In his speech, the 88-year-old Oaks, first counselor in the Utah-based faith’s governing First Presidency, returned to the theme he addressed at this month’s General Conference, in which he said that racism must be “rooted out.”
On Tuesday, the former Utah Supreme Court justice pointed to the “shocking police-produced death of George Floyd in Minnesota” and emphasized the words of church President Russell M. Nelson’s speech at the same conference, saying that God does not value one race over another and that “favor or disfavor with God is dependent upon your devotion to God and his commandments, and not the color of your skin.”
He reiterated Nelson’s directive to Latter-day Saints to “lead out in abandoning attitudes and actions of prejudice toward any group of God’s children.”
When it comes to taking the names of slaveholders off buildings on university campuses, including at BYU, however, Oaks said they may “accomplish nothing but a bow to the cause of political correctness.”
He may have been referring to an effort by some BYU students to remove the name of Abraham O. Smoot, a 19th-century slaveholder, from the church-owned Provo school’s administration building. Oaks — addressing a small, physically distanced and mask-wearing crowd permitted inside the Marriott Center and a much larger audience online — said he could not “condone our now erasing all mention and honor of prominent leaders like George Washington, who established our nation and gave us our Constitution, because they lived at a time with legal approvals and traditions that condoned slavery.”

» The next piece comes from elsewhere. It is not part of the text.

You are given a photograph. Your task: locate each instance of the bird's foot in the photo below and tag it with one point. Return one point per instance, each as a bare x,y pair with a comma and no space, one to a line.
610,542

Quoting Winston Churchill, the Latter-day Saint leader said: “If we open a quarrel between the past and the present, we shall find that we have lost the future.”
“The predecessors of many Americans of different backgrounds made great sacrifices to establish this nation,” Oaks added. “Whatever those sacrifices — of freedom, property or even life — let us now honor them for what they have done for us and forgo quarreling over the past. Ours is the duty to unite and improve the future we will share.”